POST https://api.symbl.ai/v1/process/audio

Example API Call #

The sample request accepts just the raw audio file from the data with the MIME typeset in the Content-Type Header. The audio file should only have Mono Channel.

curl --location --request POST "https://api.symbl.ai/v1/process/audio?name=Business%20Meeting&confidenceThreshold=0.6" \
--header 'Content-Type: audio/wav' \
--header "Authorization: Bearer $AUTH_TOKEN" \
--data-binary '@/file/location/audio.wav'

# MP3 File
curl --location --request POST "https://api.symbl.ai/v1/process/audio?name=Business%20Meeting&confidenceThreshold=0.6" \
--header 'Content-Type: audio/mpeg' \
--header "Authorization: Bearer $AUTH_TOKEN" \
--data-binary '@/file/location/audio.mp3'

const request = require('request');
const fs = require('fs');

const authToken = AUTH_TOKEN;
const webhookUrl = WEBHOOK_URL;
const audioFileStream = fs.createReadStream('/file/location/audio.wav');

const params = {
  'name': "BusinessMeeting",
  // <Optional, string| your_conversation_name | Your meeting name. Default name set to conversationId.>

  // 'webhookUrl': "https://yourdomain.com/jobs/callback",
  // <Optional, string| your_webhook_url| Webhook url on which job updates to be sent. (This should be post API)>

  // 'customVocabulary': ['Platform', 'Discussion', 'Targets'],
  // <Optional, list| custom_vocabulary_list> |Contains a list of words and phrases that provide hints to the speech recognition task.

  'confidenceThreshold': 0.6,
  // <Optional, double| confidence_threshold | Minimum required confidence for the insight to be recognized.>

  // 'detectPhrases': True,
  // <Optional, boolean| detect_phrases> |Accepted values are true & false. It shows Actionable Phrases in each sentence of conversation. These sentences can be found in the Conversation's Messages API.

  // 'enableSeparateRecognitionPerChannel': True,
  // "<Optional, boolean| enable_separate_recognition_per_channel> |Enables Speaker Separated Channel audio processing. Accepts true or false.
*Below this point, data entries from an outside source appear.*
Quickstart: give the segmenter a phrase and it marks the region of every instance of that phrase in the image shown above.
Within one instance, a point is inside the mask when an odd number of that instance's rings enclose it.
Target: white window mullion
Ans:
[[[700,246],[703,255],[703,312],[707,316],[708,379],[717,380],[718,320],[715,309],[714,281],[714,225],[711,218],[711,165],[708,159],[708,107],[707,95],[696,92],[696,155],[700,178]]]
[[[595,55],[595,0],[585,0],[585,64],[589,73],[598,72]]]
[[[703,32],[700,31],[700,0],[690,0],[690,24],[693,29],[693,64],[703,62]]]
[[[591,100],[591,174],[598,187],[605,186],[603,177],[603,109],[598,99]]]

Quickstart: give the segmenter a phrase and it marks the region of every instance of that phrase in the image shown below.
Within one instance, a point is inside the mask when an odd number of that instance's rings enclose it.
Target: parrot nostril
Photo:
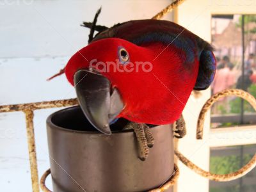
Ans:
[[[127,62],[129,61],[128,52],[124,47],[119,47],[118,54],[121,62]]]
[[[95,68],[93,67],[90,67],[89,68],[89,71],[90,72],[92,72],[92,73],[93,73],[93,74],[97,74],[98,75],[101,75],[101,74],[96,68]]]

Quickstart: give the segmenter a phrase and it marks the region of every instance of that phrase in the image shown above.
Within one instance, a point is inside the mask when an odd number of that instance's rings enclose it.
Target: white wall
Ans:
[[[170,1],[0,0],[0,105],[75,97],[64,76],[45,79],[86,45],[89,30],[79,26],[82,21],[92,20],[100,6],[102,25],[149,19]],[[45,118],[56,110],[35,114],[40,177],[49,167]],[[31,191],[25,130],[22,113],[0,113],[3,191]]]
  // 'channelMetadata': [{"channel": 1, "speaker": {"name": "Robert Bartheon", "email": "robertbartheon@example.com"}}],
  // ["<Optional, boolean| channel_metadata> |This object parameter contains two variables speaker and channel to specific which speaker corresponds to which channel. This object only works when enableSeparateRecognitionPerChannel query param is set to true."
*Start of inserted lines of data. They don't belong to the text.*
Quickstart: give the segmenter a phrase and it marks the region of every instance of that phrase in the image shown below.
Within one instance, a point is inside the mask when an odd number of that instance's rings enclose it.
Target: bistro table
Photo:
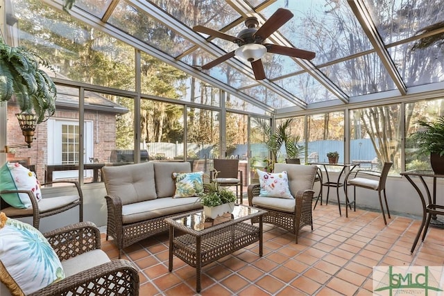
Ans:
[[[262,216],[266,211],[236,204],[232,214],[211,219],[203,210],[165,218],[169,225],[169,270],[173,270],[173,255],[196,268],[196,290],[200,292],[203,266],[259,241],[262,256]],[[259,217],[259,226],[246,220]],[[176,231],[175,231],[176,230]]]
[[[348,174],[345,175],[343,182],[341,181],[341,177],[342,175],[345,171],[346,168],[349,168],[349,172],[352,171],[356,166],[359,166],[359,164],[330,164],[329,162],[310,162],[309,164],[314,164],[316,166],[322,166],[324,167],[324,171],[325,171],[325,176],[327,177],[327,181],[323,182],[321,183],[322,186],[321,190],[322,190],[322,187],[325,186],[327,186],[327,199],[325,200],[325,204],[328,204],[328,195],[330,194],[330,187],[336,187],[336,192],[338,197],[338,207],[339,208],[339,216],[342,216],[341,213],[341,201],[339,200],[339,188],[347,185],[347,178],[348,177]],[[339,173],[339,175],[338,176],[338,179],[336,180],[330,180],[330,176],[328,175],[328,171],[327,171],[327,166],[339,166],[341,167],[341,173]],[[323,180],[325,180],[323,178]],[[347,198],[347,195],[345,195],[345,198]],[[348,204],[348,200],[345,201],[345,207]],[[351,206],[350,206],[351,207]],[[351,208],[350,208],[351,209]]]
[[[410,252],[413,253],[415,247],[416,247],[416,244],[418,243],[418,241],[419,240],[419,237],[421,235],[421,232],[422,232],[422,229],[424,229],[424,233],[422,234],[422,241],[424,241],[429,226],[431,227],[444,228],[444,223],[437,218],[437,215],[444,215],[444,206],[436,204],[436,179],[444,178],[444,175],[436,175],[433,171],[423,170],[407,171],[400,173],[400,175],[404,176],[410,184],[411,184],[415,190],[416,190],[416,192],[418,192],[418,195],[421,200],[421,204],[422,205],[422,221],[418,234],[416,234],[416,238],[415,238],[413,245],[410,250]],[[427,202],[424,198],[424,194],[422,194],[422,192],[418,184],[413,181],[411,177],[418,177],[422,184],[427,196]],[[433,178],[433,194],[432,195],[430,194],[430,189],[429,189],[427,184],[424,180],[424,177]]]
  // 'languageCode': "en-US"  // <Optional, boolean| language_code> |code of language of recording.
}
const audioOption = {
  url: 'https://api.symbl.ai/v1/process/audio',
  headers: {
    'Authorization': `Bearer ${authToken}`,
    'Content-Type': 'audio/wav'
  },
  qs: params,
  json: true,
};

const responses = {
  400: 'Bad Request! Please refer docs for correct input fields.',
  401: 'Unauthorized. Please generate a new access token.',
  404: 'The conversation and/or it\'s metadata you asked could not be found, please check the input provided',
  429: 'Maximum number of concurrent jobs reached. Please wait for some requests to complete.',
  500: 'Something went wrong! Please contact support@symbl.ai'
}

audioFileStream.pipe(request.post(audioOption, (err, response, body) => {
  const statusCode = response.statusCode;
  if (err || Object.keys(responses).indexOf(statusCode.toString()) !== -1) {
    throw new Error(responses[statusCode]);
  }
  console.log('Status code: ', statusCode);
  console.log('Body', response.body);
}));

import json
import requests

url = "https://api.symbl.ai/v1/process/audio"

payload = None
numberOfBytes = 0

try:
    audio_file = open('destination/of/file/file.wav', 'rb')  # use (r"path/to/file") when using windows path
    payload = audio_file.read()
    numberOfBytes = len(payload)
except FileNotFoundError:
    print("Could not read the file provided.")
    exit()

# set your access token here. See https://docs.symbl.ai/docs/developer-tools/authentication
access_token = 'your_access_token'

headers = {
    'Authorization': 'Bearer ' + access_token,
    'Content-Length': str(numberOfBytes),  # This should correctly indicate the length of the request body in bytes.
    'Content-Type': 'audio/wav'
    # This is OPTIONAL field which describes the format and codec of the provided audio data. Accepted values are audio/wav, audio/mpeg, audio/mp3 and audio/wave only. If your audio is in formats other than don't use this field.
}

params = {
    'name': "BusinessMeeting",
    # <Optional, string| your_conversation_name | Your meeting name. Default name set to conversationId.>

    # 'webhookUrl': "https://yourdomain.com/jobs/callback",
    # <Optional, string| your_webhook_url| Webhook url on which job updates to be sent. (This should be post API)>

    # 'customVocabulary': ['Platform', 'Discussion', 'Targets'],
    # <Optional, list| custom_vocabulary_list> |Contains a list of words and phrases that provide hints to the speech recognition task.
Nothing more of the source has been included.